While just about everybody I talked to was pretty happy to hear that the Super Bowl will be headed back to Minnesota in 2018, the mood was distinctly different down in the bayous of Louisiana, where New Orleans was handed its first-ever defeat in bidding for the NFL's biggest game.I'm referring specifically to THIS column, written by Jeff Duncan of the New Orleans Times-Picayune, the newspaper of record in the Crescent City.

It kind of sounds like sour grapes, if you ask me. Duncan's column makes it sound like it was almost a sure thing that New Orleans would get Super Bowl VII -- only to have Minnesota steal it away at the last minute.

Well, too bad, New Orleans. You've already hosted the Super Bowl -- 10 different times, mind you -- with the last time occurring just a year ago in 2013, which would make it only a 5 year gap between that event (you know -- the one where the power went out for, oh, 30 minutes or so during halftime?) and Super Bowl VII.

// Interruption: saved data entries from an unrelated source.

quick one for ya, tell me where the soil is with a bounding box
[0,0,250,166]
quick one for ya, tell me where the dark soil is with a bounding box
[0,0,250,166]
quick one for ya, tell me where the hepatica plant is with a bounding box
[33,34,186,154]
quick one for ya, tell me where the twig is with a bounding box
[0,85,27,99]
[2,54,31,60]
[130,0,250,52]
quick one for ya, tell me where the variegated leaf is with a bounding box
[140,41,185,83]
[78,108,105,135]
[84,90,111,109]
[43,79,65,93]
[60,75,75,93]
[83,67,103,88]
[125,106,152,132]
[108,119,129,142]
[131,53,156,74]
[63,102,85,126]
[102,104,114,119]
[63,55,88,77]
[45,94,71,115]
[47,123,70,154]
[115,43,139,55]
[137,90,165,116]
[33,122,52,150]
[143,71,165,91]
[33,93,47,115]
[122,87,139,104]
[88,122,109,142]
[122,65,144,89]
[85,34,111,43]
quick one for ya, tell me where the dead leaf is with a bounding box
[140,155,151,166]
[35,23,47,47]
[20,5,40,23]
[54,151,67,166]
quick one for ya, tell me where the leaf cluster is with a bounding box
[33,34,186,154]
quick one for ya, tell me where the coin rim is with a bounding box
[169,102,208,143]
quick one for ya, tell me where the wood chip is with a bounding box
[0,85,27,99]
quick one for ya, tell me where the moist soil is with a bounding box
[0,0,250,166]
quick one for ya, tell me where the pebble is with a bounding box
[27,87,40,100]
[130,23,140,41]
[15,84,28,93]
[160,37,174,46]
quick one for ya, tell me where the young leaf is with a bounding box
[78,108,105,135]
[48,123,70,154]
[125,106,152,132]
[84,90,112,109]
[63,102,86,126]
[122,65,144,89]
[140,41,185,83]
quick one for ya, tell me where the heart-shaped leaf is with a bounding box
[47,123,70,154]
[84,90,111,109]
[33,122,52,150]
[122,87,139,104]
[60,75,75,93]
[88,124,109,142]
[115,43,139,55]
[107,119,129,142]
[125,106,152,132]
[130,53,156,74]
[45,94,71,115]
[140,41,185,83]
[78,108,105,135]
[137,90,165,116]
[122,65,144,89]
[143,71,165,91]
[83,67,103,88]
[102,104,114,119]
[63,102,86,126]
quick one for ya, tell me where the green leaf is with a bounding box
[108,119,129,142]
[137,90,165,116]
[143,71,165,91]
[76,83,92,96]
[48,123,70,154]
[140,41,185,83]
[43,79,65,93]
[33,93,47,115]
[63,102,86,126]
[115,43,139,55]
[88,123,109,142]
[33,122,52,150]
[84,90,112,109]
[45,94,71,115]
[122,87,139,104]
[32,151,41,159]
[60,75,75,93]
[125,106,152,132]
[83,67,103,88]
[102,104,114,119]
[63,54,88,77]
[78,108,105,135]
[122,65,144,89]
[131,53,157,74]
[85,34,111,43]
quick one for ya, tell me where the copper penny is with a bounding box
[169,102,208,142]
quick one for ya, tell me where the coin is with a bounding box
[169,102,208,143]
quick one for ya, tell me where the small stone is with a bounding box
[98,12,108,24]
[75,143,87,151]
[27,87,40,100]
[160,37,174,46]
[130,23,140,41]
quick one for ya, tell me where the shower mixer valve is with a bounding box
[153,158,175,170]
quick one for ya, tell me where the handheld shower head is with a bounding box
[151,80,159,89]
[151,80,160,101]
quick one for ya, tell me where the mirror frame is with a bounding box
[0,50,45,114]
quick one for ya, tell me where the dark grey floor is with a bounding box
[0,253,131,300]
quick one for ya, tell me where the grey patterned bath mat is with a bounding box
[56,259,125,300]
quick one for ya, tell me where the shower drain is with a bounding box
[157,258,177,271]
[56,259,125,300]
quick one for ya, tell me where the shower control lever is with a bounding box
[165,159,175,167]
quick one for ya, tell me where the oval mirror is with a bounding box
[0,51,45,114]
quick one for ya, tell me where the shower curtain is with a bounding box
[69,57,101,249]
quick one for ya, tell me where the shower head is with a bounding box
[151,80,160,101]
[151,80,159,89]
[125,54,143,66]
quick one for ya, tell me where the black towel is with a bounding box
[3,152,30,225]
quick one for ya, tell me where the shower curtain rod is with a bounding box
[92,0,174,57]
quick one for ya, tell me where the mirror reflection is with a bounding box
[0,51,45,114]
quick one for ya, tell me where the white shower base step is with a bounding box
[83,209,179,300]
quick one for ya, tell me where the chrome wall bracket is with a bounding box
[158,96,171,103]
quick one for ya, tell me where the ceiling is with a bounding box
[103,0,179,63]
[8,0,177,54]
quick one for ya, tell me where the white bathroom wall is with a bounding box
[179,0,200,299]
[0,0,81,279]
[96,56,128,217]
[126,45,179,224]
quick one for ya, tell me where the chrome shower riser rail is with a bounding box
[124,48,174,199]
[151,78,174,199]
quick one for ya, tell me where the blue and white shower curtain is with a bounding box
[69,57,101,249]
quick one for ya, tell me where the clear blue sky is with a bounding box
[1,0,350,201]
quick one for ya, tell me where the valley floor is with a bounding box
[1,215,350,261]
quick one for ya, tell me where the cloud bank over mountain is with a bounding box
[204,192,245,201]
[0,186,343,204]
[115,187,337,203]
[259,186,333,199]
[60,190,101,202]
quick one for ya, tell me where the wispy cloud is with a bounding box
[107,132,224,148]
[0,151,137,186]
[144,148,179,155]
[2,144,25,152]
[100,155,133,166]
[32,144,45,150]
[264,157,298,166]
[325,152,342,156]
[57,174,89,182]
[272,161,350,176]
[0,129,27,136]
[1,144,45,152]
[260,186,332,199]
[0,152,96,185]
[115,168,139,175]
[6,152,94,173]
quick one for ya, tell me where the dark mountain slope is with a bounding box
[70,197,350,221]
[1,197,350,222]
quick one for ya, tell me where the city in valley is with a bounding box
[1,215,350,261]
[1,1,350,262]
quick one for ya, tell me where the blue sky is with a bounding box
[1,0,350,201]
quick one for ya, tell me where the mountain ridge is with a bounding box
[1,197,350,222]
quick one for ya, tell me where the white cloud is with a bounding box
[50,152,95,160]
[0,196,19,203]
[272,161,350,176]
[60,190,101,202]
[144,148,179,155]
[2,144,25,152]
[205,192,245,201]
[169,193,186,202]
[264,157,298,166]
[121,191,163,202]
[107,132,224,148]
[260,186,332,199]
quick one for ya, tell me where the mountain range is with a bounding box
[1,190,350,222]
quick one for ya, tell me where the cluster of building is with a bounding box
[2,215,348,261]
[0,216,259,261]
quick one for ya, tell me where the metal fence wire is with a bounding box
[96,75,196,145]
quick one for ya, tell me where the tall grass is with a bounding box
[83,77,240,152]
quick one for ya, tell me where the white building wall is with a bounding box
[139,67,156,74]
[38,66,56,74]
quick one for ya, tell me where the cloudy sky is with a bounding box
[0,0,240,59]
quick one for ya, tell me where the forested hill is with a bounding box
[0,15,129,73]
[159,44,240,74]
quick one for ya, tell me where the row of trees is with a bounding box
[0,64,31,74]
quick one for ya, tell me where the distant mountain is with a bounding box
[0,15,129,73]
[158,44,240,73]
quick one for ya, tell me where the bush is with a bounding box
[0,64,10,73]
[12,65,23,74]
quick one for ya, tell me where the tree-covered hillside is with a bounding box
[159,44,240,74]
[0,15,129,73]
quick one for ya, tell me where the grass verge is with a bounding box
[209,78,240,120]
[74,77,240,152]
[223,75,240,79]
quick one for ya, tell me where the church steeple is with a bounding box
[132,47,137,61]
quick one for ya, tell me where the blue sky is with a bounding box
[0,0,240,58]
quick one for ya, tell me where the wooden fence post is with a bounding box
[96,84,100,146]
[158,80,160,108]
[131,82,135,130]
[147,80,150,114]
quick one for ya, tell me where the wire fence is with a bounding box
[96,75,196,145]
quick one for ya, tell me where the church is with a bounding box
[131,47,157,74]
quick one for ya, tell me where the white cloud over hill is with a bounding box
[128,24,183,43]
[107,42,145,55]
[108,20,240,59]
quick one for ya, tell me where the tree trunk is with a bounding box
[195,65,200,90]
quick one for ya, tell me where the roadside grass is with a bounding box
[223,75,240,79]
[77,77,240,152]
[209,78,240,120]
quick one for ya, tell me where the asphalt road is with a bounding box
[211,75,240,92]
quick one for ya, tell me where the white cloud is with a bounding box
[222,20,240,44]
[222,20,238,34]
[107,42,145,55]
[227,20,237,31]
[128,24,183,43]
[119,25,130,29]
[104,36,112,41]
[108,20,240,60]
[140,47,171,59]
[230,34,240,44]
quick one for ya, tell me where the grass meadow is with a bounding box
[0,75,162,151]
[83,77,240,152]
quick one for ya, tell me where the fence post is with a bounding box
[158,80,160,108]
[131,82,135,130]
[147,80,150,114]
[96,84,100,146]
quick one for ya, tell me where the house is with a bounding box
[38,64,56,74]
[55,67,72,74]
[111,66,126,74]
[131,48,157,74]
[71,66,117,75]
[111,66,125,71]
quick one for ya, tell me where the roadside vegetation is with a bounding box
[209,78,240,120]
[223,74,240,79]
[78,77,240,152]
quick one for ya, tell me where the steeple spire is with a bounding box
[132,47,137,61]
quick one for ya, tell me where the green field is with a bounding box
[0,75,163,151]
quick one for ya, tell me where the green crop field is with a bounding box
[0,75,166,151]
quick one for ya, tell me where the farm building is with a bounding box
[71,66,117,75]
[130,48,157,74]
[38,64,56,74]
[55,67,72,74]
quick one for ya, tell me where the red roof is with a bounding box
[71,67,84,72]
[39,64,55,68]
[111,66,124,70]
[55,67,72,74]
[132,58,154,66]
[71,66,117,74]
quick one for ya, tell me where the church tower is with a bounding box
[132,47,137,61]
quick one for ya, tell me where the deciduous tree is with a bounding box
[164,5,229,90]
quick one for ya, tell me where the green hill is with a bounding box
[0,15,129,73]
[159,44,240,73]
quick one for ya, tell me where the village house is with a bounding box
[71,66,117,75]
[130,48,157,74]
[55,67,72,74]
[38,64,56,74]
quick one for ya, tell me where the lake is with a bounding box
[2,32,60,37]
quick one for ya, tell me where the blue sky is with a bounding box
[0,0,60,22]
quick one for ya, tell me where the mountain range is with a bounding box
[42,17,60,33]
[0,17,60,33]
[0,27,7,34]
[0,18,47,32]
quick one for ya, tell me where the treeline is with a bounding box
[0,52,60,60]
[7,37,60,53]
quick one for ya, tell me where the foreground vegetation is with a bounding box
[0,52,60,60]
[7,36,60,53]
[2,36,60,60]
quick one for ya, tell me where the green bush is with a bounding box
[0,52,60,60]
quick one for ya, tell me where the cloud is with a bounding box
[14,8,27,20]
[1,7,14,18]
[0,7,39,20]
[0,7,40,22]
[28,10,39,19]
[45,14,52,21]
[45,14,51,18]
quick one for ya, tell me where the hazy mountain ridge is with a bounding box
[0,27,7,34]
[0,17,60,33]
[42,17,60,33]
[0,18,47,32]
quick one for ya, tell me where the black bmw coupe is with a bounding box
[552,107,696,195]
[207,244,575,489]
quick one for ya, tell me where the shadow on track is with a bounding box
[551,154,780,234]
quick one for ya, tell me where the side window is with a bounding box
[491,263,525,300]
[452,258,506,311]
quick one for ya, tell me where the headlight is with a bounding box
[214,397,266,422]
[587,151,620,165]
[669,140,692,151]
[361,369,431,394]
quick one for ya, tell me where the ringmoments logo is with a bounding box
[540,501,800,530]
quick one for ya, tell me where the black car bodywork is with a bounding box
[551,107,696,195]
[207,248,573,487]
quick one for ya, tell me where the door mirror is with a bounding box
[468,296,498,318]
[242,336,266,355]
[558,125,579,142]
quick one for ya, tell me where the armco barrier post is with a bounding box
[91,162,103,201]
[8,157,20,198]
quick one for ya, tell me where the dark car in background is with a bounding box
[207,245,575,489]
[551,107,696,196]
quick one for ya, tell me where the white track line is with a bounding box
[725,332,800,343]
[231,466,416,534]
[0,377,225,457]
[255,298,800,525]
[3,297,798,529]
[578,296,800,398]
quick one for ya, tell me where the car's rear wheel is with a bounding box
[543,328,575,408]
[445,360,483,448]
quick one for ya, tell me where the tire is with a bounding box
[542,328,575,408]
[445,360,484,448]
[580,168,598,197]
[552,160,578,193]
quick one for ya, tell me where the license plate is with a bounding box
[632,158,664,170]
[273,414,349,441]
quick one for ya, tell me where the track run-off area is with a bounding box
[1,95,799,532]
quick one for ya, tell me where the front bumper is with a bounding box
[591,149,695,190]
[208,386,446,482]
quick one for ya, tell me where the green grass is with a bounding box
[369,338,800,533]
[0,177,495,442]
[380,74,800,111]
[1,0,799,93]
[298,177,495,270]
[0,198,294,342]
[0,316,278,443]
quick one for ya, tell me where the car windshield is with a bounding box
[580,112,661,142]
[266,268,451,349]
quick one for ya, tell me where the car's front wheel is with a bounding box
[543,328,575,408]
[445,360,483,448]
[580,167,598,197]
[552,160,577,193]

And, Duncan's claim that "Minneapolis is a relative neophyte in the big-event hosting game compared to New Orleans and Indianapolis," doesn't appear to ring true to me, either. I get that the Big Easy is USED being a travel destination and hosting big-time parties. But Indianapolis? Besides the Super Bowl  in 2012 and the yearly Indy 500 (which doesn't exactly showcase a downtown location, as New Orleans' Superdome does and the new Vikings stadium will also do), I don't exactly think of Indianapolis as a party-central city.

So, why not Minnesota? The only other Super Bowl held here was back in 1992, at the now-demolished Metrodome. And, truth be told, this was probably more about the NFL 'rewarding' cities who pony up the public tax dollars to build lavish new stadiums, as Minnesota is doing, than it was 'punishing' the other cities. So put that in your pipe and smoke it, New Orleans. The big game is headed north in 2018!